With love and friendship, SC.
“I...I thought I’d screwed up, Sir. Giving you that card.” Carter whispered. She swallowed hard and looked down, the fingers of her left hand absently playing with the steri-strips on her right. “It’s so far out of line...”
“No more than my dropping notes in your locker, Carter.”
“I guess.” She shrugged again and shivered slightly in the rising evening dampness. “So...you see, Colonel. Why I nee– er, wanted to get it back.” She handed him back his card and he returned her note. “It...I just hated to see it lost.”
“I understand.”
“Really, Sir?” She turned her face toward his, her tone and her eyes asking so much more than the simple question implied.
“Really.” Jack didn’t look away. He watched the firelight play across her face, shading her startling blue eyes and softening her already smooth features. He tried to tell her as much as he was able, without words, just how much he understood her need to keep that small scrap of paper close.
Carter studied his face for a long, silent moment. Jack wondered what she saw there.

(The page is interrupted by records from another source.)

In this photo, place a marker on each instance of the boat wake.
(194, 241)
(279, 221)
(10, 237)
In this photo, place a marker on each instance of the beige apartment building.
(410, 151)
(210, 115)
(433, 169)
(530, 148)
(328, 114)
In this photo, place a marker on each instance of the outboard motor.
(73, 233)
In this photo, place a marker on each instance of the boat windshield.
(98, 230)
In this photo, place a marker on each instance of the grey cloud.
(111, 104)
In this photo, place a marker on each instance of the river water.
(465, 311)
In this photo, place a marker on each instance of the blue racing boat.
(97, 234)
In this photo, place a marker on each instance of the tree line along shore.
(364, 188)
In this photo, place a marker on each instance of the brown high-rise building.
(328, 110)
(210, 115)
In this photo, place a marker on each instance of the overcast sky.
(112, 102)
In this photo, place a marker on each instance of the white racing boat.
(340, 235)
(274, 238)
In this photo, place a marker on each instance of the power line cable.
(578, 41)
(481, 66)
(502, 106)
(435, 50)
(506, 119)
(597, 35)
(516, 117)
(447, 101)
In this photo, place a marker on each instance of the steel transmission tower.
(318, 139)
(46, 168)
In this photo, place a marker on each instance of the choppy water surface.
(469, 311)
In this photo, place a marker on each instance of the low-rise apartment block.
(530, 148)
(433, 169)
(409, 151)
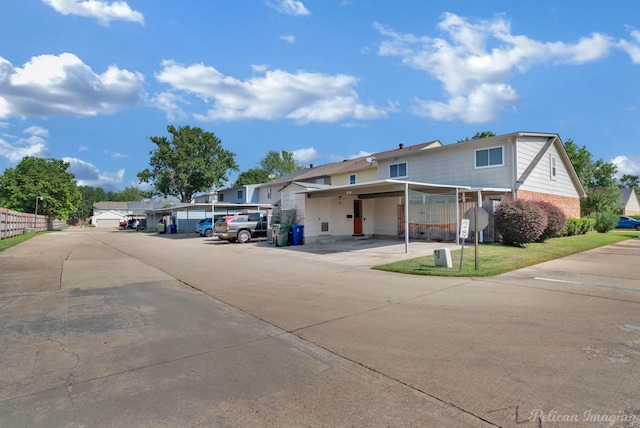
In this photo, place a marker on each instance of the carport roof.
(387, 188)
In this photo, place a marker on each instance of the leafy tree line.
(55, 189)
(192, 160)
(187, 162)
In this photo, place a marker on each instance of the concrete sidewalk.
(135, 329)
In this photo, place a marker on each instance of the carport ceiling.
(383, 189)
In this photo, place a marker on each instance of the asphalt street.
(116, 328)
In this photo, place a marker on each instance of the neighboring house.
(438, 183)
(110, 213)
(107, 218)
(629, 200)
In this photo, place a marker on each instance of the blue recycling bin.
(297, 233)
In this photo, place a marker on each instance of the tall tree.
(598, 179)
(632, 181)
(191, 161)
(44, 179)
(131, 194)
(279, 163)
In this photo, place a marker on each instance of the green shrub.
(556, 220)
(605, 221)
(578, 226)
(520, 222)
(586, 225)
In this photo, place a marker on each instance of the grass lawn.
(494, 259)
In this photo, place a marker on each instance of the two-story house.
(437, 183)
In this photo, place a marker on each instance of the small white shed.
(107, 219)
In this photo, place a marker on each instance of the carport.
(420, 198)
(186, 216)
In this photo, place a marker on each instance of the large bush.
(556, 220)
(520, 222)
(606, 220)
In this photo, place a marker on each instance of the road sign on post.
(464, 234)
(483, 218)
(478, 220)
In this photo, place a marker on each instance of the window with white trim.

He knew that in her he had found something he wasn’t quite willing or able to put words to. Not just yet. She was...Carter. His Carter. She was important to him. Necessary, even. But he wasn’t certain he was willing to admit that to himself and certainly not to her. Eventually she carefully refolded her note and returned it to her pocket. She glanced down at her injured hand, then rested it gently on his knee as she rose smoothly to her feet. “Good night...Colonel.” Her voice was velvety soft in the darkness, and the slight hesitation before she said ‘Colonel’ said so much to him.
“Good night...Captain.” Jack’s hesitation matched her own, the unspoken word sliding into the pause before the formal salutation. He watched her disappear into the trees as she headed back toward the bus to curl up on the blankets they’d piled on the benches and seats.
Who did he think he was kidding? Just as he’d kept the card she’d given him, she’d kept his note. It wasn’t the words, or just the words, that were significant to either of them. It was because they’d come from them, one given to the other, that was important. Jack doubted that had anyone else given him that card–with the exception of his son–that he’d have kept it, let alone carry it on his person for every mission since. Just as he was now certain that had someone else given her that note she wouldn’t have been found on the floor of her lab in the middle of the night dressed in nearly nothing trying desperately to retrieve it. A small smile stole its way across his lips as he looked over to where he knew she lay, preparing to sleep in the darkened bulk of the bus standing silently in the darkness. Suddenly sixteen years didn’t seem that great a distance after all.
“Sweet dreams,” he whispered into the quiet night.
- -
Afterword: Before I get whapped with comments on the dates, let me just say that my research turned up this: Jack O’Neill, born: October 20 1952; Daniel Jackson, born: July 8 1965; and Samantha Carter, born: December 29, 1968 (which makes her eight months younger than me!)
And...I hadn’t meant to reveal what was in Jack’s Father’s Day card until much later in the series, but Jack apparently had other ideas.
And lastly, I have to add this. The whole Teal’c “What is it you wish for me to dig, O’Neill?” thing was inspired by what I think is the funniest thing I’ve ever read in fanfic. It comes from a story called You Just Might Find by siegeofangels (find the author on LiveJournal). My only nit is that it’s written in first-person, present...an annoying fanfic trend.
“Hey,” Jack says, mock-wounded. “I know plenty of poetry. Kipling, even. You like Kipling?”
“Indeed I know not,” Teal’c says. “I have never Kippled.”
Seriously, I cried with laughter the first time I read that and it has never failed to bring a smile to my face since.